Maciel P, Gaspar C, DeStefano A L, Silveira I, Coutinho P, Radvany J, Dawson D M, Sudarsky L, Guimarães J, Loureiro J E
Centre for Research in Neuroscience, McGill University, Montreal General Hospital Research Institute, Québec, Canada.
Am J Hum Genet. 1995 Jul;57(1):54-61.
Machado-Joseph disease (MJD) is associated with the expansion of a CAG trinucleotide repeat in a novel gene on 14q32.1. We confirmed the presence of this expansion in 156 MJD patients from 33 families of different geographic origins: 15 Portuguese Azorean, 2 Brazilian, and 16 North American of Portuguese Azorean descent. Normal chromosomes contain between 12 and 37 CAG repeats in the MJD gene, whereas MJD gene carriers have alleles within the expanded range of 62-84 CAG units. The distribution of expanded alleles and the gap between normal and expanded allele sizes is either inconsistent with a premutation hypothesis or most (if not all) of the alleles we studied descend from a common ancestor. There is a strong correlation between the expanded repeat size and the age at onset of the disease as well as the clinical presentation. There is mild instability of the CAG tract length with transmission of the expanded alleles; both increase and decrease in size between parents and progeny occur, with larger variations in male than in female transmissions. Together, these effects can partly explain the variability of age at onset and of phenotypic features in MJD; however, other modifying factors must exist.

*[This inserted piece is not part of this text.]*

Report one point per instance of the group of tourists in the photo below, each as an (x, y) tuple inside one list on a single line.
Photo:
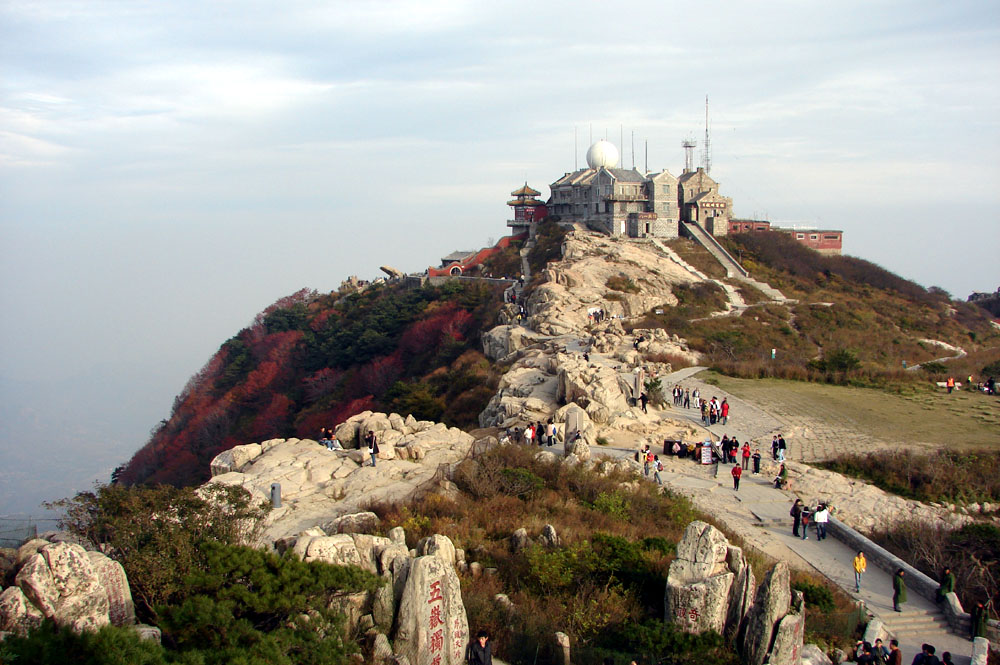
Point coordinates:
[(803, 516), (778, 448), (713, 411), (329, 439), (532, 433), (650, 462)]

马查多-约瑟夫病(MJD)与位于14q32.1的一个新基因中CAG三核苷酸重复序列的扩增有关。我们在来自不同地理区域的33个家族的156例MJD患者中证实了这种扩增的存在:15例葡萄牙亚速尔人、2例巴西人以及16例有葡萄牙亚速尔人血统的北美患者。正常染色体在MJD基因中含有12至37个CAG重复序列,而MJD基因携带者的等位基因在62 - 84个CAG单位的扩增范围内。扩增等位基因的分布以及正常和扩增等位基因大小之间的差距要么与前突变假说不一致,要么我们研究的大多数(如果不是全部)等位基因都来自一个共同祖先。扩增重复序列的大小与疾病的发病年龄以及临床表现之间存在很强的相关性。随着扩增等位基因的传递,CAG序列长度存在轻度不稳定性;亲子代之间大小既有增加也有减少,男性传递中的变化比女性传递中的变化更大。这些效应共同可以部分解释MJD发病年龄和表型特征的变异性;然而,必定还存在其他修饰因素。